It sounds simple: you leave town to make music in another locale, and then you come home. But touring is seldom a bed of roses, and this bed was unusually thorny. Dramas abounded. When we got to Union Station in Washington on Friday night, our specially pre-ordered cab (with a ramp for my wheelchair) had blithely loaded another passenger (without a wheelchair). Off they went, leaving us stranded at the train station. The driver worked for Royal Cabs, who seem to have gotten their idea of Royalty from Henry the Eighth, i.e. they screw whomever they want. After some heated negotiation, the dispatcher condescended to send the driver back after he had dropped off the interloper; two hours later, he showed up.

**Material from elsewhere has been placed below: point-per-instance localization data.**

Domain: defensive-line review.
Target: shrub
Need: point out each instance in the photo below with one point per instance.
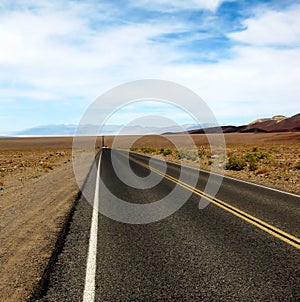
(189, 155)
(148, 150)
(235, 163)
(167, 152)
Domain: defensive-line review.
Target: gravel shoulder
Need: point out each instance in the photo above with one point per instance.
(37, 191)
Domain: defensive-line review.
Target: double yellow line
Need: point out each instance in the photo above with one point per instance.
(288, 238)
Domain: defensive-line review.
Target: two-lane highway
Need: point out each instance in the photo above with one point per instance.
(213, 254)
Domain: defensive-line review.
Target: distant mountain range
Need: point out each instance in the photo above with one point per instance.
(70, 130)
(276, 123)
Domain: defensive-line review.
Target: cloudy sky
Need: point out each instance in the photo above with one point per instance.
(241, 57)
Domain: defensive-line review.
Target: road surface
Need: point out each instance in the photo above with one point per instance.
(243, 246)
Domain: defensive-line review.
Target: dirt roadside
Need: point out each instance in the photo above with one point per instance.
(37, 191)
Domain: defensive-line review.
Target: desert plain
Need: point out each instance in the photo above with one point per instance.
(38, 189)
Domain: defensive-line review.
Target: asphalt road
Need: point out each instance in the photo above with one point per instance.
(193, 255)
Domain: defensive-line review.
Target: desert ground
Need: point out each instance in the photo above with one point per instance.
(38, 189)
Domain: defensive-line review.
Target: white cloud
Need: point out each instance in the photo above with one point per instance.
(269, 28)
(54, 54)
(173, 5)
(256, 82)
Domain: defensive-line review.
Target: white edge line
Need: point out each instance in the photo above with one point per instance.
(89, 286)
(224, 176)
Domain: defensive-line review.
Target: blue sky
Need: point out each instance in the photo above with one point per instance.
(241, 57)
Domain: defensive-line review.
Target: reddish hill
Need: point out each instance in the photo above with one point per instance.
(277, 123)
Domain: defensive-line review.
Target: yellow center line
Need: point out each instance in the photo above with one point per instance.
(286, 237)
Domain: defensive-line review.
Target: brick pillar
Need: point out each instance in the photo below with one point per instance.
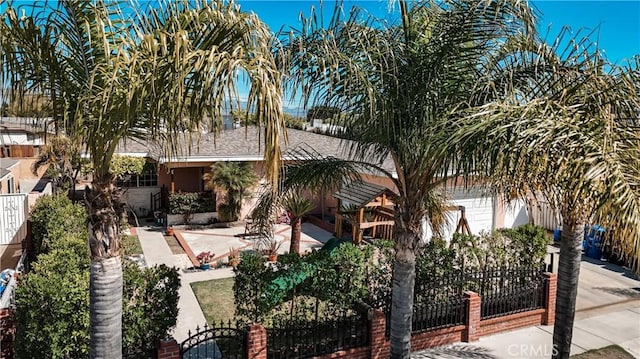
(550, 286)
(377, 340)
(168, 349)
(7, 333)
(470, 333)
(256, 342)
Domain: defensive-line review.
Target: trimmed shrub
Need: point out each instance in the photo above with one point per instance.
(150, 304)
(52, 218)
(52, 301)
(52, 308)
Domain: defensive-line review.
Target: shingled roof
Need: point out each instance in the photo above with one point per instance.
(242, 144)
(359, 193)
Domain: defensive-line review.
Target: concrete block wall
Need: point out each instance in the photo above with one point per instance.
(139, 199)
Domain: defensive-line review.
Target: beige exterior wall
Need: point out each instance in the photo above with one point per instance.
(139, 199)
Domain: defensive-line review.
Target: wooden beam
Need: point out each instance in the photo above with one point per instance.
(366, 225)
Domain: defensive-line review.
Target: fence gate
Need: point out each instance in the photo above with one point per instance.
(220, 342)
(13, 218)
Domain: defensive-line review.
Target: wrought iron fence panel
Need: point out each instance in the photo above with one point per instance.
(505, 291)
(140, 353)
(222, 341)
(304, 340)
(438, 314)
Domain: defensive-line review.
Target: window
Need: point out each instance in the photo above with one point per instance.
(148, 178)
(11, 185)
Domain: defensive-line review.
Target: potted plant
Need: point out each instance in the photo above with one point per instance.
(204, 258)
(234, 257)
(272, 250)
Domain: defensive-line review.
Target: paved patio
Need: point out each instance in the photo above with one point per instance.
(221, 240)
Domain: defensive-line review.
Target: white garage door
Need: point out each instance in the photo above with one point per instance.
(479, 212)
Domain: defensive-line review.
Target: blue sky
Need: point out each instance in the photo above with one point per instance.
(617, 23)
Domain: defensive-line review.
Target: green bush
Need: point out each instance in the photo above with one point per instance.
(52, 308)
(525, 245)
(337, 282)
(187, 203)
(52, 303)
(150, 304)
(52, 217)
(252, 277)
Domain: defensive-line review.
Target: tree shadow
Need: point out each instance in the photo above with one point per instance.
(455, 351)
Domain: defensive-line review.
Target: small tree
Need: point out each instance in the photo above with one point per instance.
(52, 218)
(234, 178)
(63, 161)
(297, 206)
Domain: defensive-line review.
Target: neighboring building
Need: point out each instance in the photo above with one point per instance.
(8, 183)
(484, 212)
(21, 136)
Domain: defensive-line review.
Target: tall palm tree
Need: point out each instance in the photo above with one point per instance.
(62, 158)
(115, 72)
(400, 86)
(298, 206)
(569, 134)
(234, 178)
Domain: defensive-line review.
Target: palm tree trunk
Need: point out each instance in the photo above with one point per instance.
(568, 274)
(105, 309)
(296, 229)
(404, 277)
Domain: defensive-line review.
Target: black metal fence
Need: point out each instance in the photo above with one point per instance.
(141, 353)
(222, 341)
(505, 291)
(304, 340)
(439, 300)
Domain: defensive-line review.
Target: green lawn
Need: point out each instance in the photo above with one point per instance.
(131, 245)
(610, 352)
(215, 298)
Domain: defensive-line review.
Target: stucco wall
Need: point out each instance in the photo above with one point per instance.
(139, 199)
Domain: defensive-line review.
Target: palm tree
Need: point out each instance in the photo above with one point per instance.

We drove into town in silence as he took us to the wrong address. Finally disgorging two very tired angry guys at the Westin Georgetown, he burst out with, “You’re LUCKY I came back for you! I wasn’t GOING to!” Just as I was about to lace him with some choice Big Apple invective, I managed to locate what I call my Inner Flicka (Frederica von Stade’s nickname). Flicka is among the gentlest and most forgiving people I know, and if I can summon up her spirit in time, I manage to avoid epic pissing matches that I cannot win. What would Flicka do? She’d say a prayer for him. I couldn’t quite summon that up, but at least I kept my mouth shut.
The people that ran the performance space were the exact opposite of my cab driver the day before: meticulous about their jobs. The hall was one of those black-boxy places where the crew always tells you within the first 45 seconds, “Oh, it’s a bit dry for the performer but we assure you the sound out front is crystal clear.” This is a bit like telling someone that no one else will feel their bee sting—comforting, but irrelevant in the moment. Michael’s piano had a big, brave sound. Mine was more like a Wellesley sophomore: sweet, elegant, not forceful, cultured. I quietly gave up the idea of colorful climactic phrases and geared myself to the Barricini version of my songs.
We all had our meet-your-maker moments Saturday night, and I was in a fine lather by the end of the performance. I have one need before I walk onstage: I must play through all of my songs. But between one thing and another (including the need to tune two pianos, a Q&A session with four very bright voice students, and the auspices’s decision to open the house 45 minutes before showtime), I didn’t get my warmup. I had gotten caught between extremes of callous incompetence on Friday and OCD-ish efficiency on Saturday. The good news? In spite of it all, it was crystal clear that “In the Memory Palace” is a first-rate NYFOS show, great songs, great performers, great sequencing. Gabe Kahane’s cycle grabbed the audience’s heart. Frank Bridge astonished, Granados detonated, Villa-Lobos seduced. On the way to the restaurant after the show a guy drove up, came to a screeching halt in front of us, jumped out of his car, and yelled, “I LOVE THOSE GABE KAHANE SONGS! THEY’RE GREAT! THANK YOU!”
Mission accomplished. Glad to be out of the space capsule and back on the earth again.